Hier soir, alors que l’infosphère haïtienne était en ébullition à propos de la «fuite ratée» de l’ancienne Directrice générale adjointe de l’ONA, l’ancien secrétaire d’État à la communication de Jovenel Moïse, Frantz Exantus, a lancé l’alerte sur son compte X concernant une prochaine tentative de fuite de l’ancien DG de l’ONA, Jemley Marc Jean-Baptiste. Ce dernier aurait prévu de se déguiser en femme pour traverser clandestinement la frontière en direction de la République Dominicaine. M. Exantus a exhorté le commissaire du gouvernement à prendre des dispositions pour empêcher cette fuite.
L’information circule principalement à travers quelques petits médias en ligne et est partagée dans les groupes WhatsApp, mais sans susciter beaucoup d’intérêt. Intriguée, j’ai tout de même décidé de consulter la publication originale pour mon édification personnelle. Je n’étais pas préparée à me retrouver face à une telle nonchalance à l’égard d’une agression sexuelle contre une femme. Même après avoir j’ai participé à la production d’un podcast sur la culture du viol en Haïti. Même après avoir lancé la campagne #PaFèSilans.
En réponse à la publication, un sympathisant du parti politique EDE semble suggérer que le SOS de M. Exantus a des motifs personnels. Il prétend que l’ancien DG aurait cherché à avoir des relations sexuelles avec la femme de l’ancien secrétaire d’État, une employée à l’ONA, en échange d’une promotion. Le tout est accompagné d’un smiley parce que, qu’y a-t-il de plus hilarant qu’une femme confrontée à des avances non sollicitées de son supérieur pour progresser dans sa carrière. Le plus sidérant toutefois reste la réaction du mari, débutant sa réponse par un « Tu me fais rire » avant de préciser que son combat est contre la corruption et non l’incapacité d’un homme à se contrôler en agressant les femmes. Il laisse entendre toutefois que l’affaire ne s’arrêtera pas là. N ap vini. Poze.
À cette réaction, l’interlocuteur de M. Exantus laissera deux réponses. Dans la première, il confirme l’agression – toute l’ONA serait au courant – et en profite pour mettre en doute la partialité du DG de l’ULCC dans les rapports de l’institution sur l’ONA. La seconde plus générale soutient que les femmes liées à nos politiciens se retrouvent toutes à l’ONA, où ces derniers font des demandes de prêts et sont impliqués dans des actes de corruption. La conversation n’alla pas plus loin.
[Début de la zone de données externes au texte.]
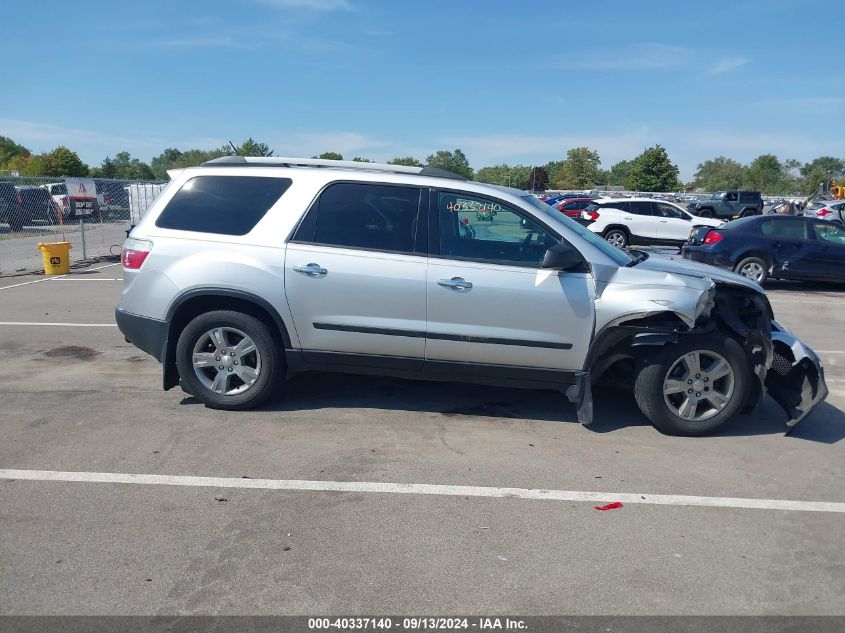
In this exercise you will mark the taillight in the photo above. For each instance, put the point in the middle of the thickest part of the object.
(712, 237)
(134, 253)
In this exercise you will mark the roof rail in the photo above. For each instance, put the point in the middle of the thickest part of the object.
(282, 161)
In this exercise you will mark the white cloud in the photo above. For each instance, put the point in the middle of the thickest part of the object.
(726, 64)
(93, 146)
(347, 143)
(498, 148)
(316, 5)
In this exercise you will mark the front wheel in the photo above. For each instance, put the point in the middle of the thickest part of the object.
(693, 387)
(617, 237)
(229, 360)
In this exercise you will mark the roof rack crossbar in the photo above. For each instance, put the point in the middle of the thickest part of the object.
(282, 161)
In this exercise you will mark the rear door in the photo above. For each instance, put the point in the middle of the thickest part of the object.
(791, 246)
(489, 302)
(642, 222)
(674, 224)
(828, 256)
(355, 275)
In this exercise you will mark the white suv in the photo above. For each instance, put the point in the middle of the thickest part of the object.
(247, 270)
(644, 221)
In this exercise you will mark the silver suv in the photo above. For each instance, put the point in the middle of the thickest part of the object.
(248, 270)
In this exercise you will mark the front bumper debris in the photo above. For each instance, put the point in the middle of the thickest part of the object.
(795, 379)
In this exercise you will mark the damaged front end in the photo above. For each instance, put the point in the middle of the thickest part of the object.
(660, 306)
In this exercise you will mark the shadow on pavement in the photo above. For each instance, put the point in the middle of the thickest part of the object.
(614, 408)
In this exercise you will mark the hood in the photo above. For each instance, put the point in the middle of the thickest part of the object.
(714, 222)
(663, 264)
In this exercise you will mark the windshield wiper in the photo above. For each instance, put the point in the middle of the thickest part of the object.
(638, 256)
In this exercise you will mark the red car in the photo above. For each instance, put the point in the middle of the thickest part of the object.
(572, 207)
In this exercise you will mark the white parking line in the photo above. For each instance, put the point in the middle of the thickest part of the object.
(27, 324)
(57, 277)
(423, 489)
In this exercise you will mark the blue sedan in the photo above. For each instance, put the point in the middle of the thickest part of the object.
(769, 246)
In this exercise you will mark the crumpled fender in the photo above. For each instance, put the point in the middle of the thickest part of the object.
(796, 377)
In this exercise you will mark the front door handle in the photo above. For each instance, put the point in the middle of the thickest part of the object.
(455, 282)
(312, 270)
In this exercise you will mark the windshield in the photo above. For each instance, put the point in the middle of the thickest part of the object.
(617, 255)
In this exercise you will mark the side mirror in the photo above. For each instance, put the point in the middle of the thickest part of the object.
(562, 257)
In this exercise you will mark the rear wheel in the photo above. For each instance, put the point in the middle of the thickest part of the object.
(229, 360)
(617, 237)
(693, 387)
(753, 268)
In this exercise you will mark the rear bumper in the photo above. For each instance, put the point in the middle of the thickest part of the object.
(704, 255)
(148, 335)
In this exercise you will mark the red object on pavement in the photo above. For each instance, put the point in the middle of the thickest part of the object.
(610, 506)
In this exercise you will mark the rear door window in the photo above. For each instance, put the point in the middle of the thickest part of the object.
(787, 229)
(641, 208)
(227, 205)
(622, 205)
(364, 216)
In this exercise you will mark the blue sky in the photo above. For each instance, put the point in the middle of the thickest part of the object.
(506, 81)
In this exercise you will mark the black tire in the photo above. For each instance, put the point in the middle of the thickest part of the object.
(617, 237)
(748, 265)
(268, 358)
(652, 371)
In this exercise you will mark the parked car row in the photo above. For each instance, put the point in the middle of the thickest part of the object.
(50, 204)
(773, 247)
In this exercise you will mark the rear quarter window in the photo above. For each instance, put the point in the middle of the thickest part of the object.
(227, 205)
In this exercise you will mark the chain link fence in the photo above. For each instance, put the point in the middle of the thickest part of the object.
(92, 214)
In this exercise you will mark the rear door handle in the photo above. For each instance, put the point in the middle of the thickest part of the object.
(312, 270)
(455, 282)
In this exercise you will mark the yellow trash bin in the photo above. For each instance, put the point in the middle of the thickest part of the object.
(56, 257)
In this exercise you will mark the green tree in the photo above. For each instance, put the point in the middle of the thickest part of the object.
(765, 174)
(251, 147)
(653, 171)
(164, 161)
(619, 173)
(408, 161)
(10, 152)
(719, 173)
(538, 179)
(63, 162)
(505, 175)
(455, 161)
(580, 170)
(814, 177)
Ce sont là des allégations très sérieuses qui soulèvent des questions importantes sur les dynamiques de pouvoir, le harcèlement sexuel et la réaction face à de telles situations. Elles méritent d’être traitées avec sérieux et respect et non à des fins de récupération politique bon marché. Cette regrettable conversation rappelle à quel point les violences sexuelles sont aisément minimisées voire ridiculisées. La participation du mari à cet échange n’en est que plus désolante.
En Haïti, la violence sexuelle est un problème majeur qui a récemment été exacerbé par la violence des gangs, entraînant une augmentation significative des cas de viols collectifs et de viols liés aux enlèvements. Outre le problème des gangs, la violence domestique reste préoccupante (30 % des femmes haïtiennes âgées entre 15 et 30 ans ont été victimes de violences sexuelles de la part d’un partenaire intime), tout comme la violence dans le sport, notamment dans le football. Ces formes de violence continuent d’affecter les femmes haïtiennes dans un climat généralisé d’impunité, où l’accès à la justice demeure inaccessible. Les processus prévus par la loi haïtienne sont souvent entravés par des obstacles et des dysfonctionnements au sein des institutions concernées.
Nonobstant, il est crucial de continuer à élever la voix pour sensibiliser, dénoncer et partager ces cas de violence sexuelle. Il est important de continuer mettre en lumière ces réalités souvent cachées, de faire pression sur les autorités pour garantir un accès équitable à la justice et de soutenir les victimes en leur offrant un soutien adéquat. Il est impératif de continuer à ne #PaFèSilans. Même et surtout quand la culture du viol s’efforce assidûment de nous décourager.